For a glorified puppet, Ulrich thought, It moved realistically.
Suddenly Kiwi let out a low growl, his hackles standing on end.
“Kiwi! What are you doing!” Odd scolded, “I know it’s been a few days but you still remember Ulrich!”
The other him flashed a lop-sided smile. His smile.
“He’s probably upset about having to give up my bed,” the imposter laughed, shoving his hands into his pockets.
“He doesn’t normally act this way,” Odd said, leaning down and scratching behind Kiwi’s ears despite the dog’s huffing.
“He’ll come around soon enough,” Not-Ulrich said, plopping down on his bed with a yawn. “Man, I missed my bed.
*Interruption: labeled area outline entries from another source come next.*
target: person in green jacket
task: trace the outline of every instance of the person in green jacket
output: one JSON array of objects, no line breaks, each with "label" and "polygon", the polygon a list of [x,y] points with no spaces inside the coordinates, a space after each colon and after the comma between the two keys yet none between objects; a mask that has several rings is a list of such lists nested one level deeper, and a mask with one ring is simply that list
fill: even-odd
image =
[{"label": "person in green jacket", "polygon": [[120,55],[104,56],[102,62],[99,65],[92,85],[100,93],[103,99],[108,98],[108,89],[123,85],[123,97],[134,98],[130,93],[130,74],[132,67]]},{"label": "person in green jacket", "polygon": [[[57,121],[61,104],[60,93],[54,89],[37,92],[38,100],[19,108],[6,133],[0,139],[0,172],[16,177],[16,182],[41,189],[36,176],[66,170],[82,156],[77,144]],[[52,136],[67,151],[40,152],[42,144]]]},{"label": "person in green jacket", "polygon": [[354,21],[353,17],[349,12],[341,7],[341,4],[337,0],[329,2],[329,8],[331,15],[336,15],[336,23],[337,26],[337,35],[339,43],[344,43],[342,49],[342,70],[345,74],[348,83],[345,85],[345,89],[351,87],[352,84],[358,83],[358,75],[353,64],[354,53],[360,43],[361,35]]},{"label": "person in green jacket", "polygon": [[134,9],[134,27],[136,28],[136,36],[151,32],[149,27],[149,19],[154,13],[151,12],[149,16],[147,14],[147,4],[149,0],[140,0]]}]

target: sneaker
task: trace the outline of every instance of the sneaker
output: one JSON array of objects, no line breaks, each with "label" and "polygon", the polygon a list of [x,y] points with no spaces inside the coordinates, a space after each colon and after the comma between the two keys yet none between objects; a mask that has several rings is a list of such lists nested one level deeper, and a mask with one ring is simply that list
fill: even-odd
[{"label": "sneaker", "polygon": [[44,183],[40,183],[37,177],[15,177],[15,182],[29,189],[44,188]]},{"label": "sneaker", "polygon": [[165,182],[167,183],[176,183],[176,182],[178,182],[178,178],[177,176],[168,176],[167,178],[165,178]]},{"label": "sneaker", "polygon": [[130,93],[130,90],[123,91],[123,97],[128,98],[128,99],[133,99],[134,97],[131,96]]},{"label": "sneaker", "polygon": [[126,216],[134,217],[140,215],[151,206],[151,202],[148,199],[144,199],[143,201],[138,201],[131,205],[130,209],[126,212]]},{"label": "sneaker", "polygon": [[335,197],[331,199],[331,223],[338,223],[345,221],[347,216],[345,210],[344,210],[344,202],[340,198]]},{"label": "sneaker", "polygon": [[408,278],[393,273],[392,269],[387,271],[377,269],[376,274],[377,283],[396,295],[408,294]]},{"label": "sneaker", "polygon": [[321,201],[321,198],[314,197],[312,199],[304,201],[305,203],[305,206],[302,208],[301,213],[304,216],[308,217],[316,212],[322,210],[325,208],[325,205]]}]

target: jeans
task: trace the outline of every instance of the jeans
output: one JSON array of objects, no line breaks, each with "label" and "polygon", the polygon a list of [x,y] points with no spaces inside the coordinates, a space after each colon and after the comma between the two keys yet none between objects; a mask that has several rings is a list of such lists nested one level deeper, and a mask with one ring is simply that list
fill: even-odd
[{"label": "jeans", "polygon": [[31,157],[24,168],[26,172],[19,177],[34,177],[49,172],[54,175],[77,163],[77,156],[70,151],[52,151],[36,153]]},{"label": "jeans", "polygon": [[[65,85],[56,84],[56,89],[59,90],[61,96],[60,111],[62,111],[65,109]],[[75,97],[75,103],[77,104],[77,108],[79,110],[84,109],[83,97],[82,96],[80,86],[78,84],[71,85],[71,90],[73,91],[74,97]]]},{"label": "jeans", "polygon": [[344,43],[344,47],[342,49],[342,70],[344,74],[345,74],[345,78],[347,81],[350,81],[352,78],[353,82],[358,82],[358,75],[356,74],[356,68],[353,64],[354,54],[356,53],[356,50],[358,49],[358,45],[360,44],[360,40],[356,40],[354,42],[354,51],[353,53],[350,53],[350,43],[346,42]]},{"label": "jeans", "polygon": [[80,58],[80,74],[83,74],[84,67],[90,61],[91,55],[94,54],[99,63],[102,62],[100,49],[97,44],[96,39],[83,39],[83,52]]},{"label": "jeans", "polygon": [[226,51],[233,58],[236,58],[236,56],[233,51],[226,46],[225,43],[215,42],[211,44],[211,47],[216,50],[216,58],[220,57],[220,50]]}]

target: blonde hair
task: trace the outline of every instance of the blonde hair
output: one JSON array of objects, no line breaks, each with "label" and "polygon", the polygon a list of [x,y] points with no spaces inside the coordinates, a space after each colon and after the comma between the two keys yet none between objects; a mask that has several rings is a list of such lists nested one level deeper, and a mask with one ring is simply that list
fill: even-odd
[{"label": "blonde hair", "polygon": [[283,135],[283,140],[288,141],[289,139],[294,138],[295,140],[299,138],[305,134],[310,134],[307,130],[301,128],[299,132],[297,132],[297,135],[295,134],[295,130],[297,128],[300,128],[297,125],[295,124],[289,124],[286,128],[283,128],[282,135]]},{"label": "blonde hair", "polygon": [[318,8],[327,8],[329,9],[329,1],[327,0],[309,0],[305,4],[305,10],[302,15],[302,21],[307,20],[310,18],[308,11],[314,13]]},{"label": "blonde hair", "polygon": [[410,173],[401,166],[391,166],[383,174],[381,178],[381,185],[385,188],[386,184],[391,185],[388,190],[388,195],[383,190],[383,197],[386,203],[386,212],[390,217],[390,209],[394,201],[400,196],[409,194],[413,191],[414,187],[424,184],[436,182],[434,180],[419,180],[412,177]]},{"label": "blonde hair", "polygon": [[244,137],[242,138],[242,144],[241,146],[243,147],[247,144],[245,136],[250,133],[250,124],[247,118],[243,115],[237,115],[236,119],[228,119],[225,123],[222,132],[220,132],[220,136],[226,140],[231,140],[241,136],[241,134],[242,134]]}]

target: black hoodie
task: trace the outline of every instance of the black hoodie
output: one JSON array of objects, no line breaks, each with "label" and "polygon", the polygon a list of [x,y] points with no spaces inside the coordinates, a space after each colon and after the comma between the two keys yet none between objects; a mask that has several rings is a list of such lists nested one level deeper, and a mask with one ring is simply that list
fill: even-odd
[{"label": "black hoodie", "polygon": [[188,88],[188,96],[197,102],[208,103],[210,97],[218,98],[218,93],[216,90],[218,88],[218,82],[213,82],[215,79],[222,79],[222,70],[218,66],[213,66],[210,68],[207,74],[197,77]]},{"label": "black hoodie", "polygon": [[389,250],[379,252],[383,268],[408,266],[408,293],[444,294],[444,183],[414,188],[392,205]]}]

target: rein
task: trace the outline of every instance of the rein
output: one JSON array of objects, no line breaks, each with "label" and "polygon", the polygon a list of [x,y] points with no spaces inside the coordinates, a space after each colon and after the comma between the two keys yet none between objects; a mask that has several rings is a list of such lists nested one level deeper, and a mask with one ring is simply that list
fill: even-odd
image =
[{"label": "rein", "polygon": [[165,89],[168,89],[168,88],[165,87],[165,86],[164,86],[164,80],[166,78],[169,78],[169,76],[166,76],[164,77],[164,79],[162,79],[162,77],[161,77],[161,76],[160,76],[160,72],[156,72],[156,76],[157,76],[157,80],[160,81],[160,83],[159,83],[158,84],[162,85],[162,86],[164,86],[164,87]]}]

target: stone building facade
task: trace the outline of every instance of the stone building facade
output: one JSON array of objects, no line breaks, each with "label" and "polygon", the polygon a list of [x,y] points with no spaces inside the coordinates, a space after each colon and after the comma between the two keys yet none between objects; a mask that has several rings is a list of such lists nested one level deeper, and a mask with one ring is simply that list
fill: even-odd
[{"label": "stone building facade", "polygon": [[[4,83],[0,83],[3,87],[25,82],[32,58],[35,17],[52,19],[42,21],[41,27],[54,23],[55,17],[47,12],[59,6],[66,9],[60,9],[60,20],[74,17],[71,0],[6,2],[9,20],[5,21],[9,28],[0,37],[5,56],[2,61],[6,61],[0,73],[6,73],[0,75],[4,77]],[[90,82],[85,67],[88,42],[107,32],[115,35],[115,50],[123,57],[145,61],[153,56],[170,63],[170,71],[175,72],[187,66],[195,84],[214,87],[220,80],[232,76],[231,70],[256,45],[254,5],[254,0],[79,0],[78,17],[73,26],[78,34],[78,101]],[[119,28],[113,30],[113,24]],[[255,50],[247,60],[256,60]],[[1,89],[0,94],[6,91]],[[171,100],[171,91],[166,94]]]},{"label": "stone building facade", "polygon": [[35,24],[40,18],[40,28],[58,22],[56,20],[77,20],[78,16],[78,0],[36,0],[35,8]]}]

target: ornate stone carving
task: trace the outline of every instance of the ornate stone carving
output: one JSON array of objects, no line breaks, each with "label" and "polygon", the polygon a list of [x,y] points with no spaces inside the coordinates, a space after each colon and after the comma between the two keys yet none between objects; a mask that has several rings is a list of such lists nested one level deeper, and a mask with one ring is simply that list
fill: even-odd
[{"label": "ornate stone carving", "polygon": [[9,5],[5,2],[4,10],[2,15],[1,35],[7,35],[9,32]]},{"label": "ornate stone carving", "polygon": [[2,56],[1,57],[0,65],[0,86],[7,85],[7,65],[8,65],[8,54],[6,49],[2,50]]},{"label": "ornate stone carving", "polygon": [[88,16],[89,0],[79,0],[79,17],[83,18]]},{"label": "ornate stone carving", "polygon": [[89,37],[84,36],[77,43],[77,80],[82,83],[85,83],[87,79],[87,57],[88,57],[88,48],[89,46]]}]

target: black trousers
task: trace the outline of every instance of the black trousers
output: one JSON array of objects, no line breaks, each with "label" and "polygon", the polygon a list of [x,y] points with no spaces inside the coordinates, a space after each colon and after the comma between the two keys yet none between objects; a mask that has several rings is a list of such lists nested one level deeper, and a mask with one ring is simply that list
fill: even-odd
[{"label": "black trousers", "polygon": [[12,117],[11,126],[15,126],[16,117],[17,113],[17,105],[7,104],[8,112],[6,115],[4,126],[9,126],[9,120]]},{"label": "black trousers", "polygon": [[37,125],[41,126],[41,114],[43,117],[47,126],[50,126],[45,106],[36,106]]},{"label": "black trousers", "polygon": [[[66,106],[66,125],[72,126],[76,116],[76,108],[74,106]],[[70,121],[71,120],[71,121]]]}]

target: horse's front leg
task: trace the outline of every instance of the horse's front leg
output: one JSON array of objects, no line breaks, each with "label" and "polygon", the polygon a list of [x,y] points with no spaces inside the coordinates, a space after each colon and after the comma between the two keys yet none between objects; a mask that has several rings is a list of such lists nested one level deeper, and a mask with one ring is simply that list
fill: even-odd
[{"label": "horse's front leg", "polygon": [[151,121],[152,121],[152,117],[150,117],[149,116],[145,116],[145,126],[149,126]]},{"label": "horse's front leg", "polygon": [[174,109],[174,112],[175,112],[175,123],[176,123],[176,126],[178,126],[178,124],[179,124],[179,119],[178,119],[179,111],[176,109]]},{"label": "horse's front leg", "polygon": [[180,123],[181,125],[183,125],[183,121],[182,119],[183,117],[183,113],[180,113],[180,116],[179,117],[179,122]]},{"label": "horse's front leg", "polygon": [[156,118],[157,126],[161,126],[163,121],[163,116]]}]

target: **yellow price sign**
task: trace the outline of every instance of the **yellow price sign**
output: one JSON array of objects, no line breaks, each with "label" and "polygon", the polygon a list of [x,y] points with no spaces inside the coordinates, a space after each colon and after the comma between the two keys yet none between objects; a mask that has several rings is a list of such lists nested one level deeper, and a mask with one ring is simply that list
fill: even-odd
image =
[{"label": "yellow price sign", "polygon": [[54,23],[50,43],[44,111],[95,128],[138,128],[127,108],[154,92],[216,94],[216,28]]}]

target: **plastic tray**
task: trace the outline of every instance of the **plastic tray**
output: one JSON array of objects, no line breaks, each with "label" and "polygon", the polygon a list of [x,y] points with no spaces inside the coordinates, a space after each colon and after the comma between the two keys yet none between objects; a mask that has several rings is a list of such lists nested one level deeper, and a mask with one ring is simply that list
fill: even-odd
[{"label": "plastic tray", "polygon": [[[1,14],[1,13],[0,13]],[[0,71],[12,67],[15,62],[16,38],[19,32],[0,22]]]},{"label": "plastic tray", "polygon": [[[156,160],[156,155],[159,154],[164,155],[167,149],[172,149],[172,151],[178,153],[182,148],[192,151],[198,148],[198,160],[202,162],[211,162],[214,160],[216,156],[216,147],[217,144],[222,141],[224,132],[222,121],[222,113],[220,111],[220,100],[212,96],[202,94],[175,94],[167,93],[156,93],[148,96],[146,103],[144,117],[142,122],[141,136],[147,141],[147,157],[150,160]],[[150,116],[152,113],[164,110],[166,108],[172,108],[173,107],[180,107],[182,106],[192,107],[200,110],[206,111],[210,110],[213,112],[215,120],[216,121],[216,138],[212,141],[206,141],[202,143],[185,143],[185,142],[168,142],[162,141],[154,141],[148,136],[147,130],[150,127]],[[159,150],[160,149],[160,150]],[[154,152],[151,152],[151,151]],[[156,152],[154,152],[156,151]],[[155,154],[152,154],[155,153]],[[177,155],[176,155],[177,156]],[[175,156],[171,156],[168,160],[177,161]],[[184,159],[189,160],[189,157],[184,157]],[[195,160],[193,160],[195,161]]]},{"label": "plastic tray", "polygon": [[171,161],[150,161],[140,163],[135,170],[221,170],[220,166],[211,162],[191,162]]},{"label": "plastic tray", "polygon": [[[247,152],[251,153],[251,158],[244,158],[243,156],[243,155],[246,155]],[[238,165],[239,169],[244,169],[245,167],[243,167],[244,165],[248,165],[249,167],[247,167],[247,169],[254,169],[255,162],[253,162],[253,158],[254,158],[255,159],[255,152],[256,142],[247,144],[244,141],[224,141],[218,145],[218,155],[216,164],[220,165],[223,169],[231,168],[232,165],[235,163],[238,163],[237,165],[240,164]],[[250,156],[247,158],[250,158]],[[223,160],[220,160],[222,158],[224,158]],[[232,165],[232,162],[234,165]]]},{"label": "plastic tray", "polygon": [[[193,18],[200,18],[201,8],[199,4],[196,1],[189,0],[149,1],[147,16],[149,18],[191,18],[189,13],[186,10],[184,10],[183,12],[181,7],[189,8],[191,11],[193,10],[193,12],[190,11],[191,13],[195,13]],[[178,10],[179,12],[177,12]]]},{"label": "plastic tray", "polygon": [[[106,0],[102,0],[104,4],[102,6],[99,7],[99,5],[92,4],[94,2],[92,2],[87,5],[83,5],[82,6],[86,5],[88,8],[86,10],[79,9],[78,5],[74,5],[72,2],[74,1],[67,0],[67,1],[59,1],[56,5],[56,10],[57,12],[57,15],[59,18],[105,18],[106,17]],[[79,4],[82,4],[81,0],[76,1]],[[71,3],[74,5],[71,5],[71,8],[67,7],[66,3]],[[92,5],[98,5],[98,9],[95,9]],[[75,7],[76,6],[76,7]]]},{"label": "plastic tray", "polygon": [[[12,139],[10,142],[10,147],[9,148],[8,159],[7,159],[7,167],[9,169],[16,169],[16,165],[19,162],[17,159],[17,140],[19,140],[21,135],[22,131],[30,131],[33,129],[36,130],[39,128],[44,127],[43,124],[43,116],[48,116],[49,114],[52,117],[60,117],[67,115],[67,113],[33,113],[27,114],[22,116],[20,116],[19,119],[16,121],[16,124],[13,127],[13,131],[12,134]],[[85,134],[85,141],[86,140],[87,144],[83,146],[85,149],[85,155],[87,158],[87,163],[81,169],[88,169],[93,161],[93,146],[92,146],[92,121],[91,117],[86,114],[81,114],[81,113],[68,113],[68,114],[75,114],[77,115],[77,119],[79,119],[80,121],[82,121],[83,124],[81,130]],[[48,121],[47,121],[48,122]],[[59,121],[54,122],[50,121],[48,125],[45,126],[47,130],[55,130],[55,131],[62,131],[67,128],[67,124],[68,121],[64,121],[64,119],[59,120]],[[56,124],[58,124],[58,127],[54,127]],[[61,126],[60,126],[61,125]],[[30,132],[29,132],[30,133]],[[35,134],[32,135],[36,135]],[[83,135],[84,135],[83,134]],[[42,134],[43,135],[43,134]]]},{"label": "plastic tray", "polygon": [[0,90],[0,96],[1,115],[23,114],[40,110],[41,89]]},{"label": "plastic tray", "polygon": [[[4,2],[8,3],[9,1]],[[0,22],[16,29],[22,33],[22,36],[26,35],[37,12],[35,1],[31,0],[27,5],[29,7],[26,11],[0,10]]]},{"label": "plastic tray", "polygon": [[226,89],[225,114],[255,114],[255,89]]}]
I think those five days are catching up to me.”
Ulrich swore he felt the chest he didn’t have tighten. What the hell was going on?
Odd grabbed his backpack, shoving his half-completed schoolwork into the larger compartment. “I’ve got to go. Hopefully we can come up with something quick, and you’ll be back in class by the end of the day!”
“If that’s the case then go ahead and take your sweet time!” Not-Ulrich laughed, as Odd closed the door. The cheer melted from Not-Ulrich’s face like oil the moment the door clicked. Face blank, he stared at the ceiling before nestling himself into the bed a bit more.
Ulrich shakily got to his feet, his eyes never leaving the copy, as he tentatively approached the bedside. When he was looming over the imposter, scanning every inch of its face for imperfections, for tells—something—its eyes flickered to a symbol he was all too familiar with.
(One he’d only ever seen reflected in other people’s eyes.)
Xana sat on his bed, in his body, and no one had noticed.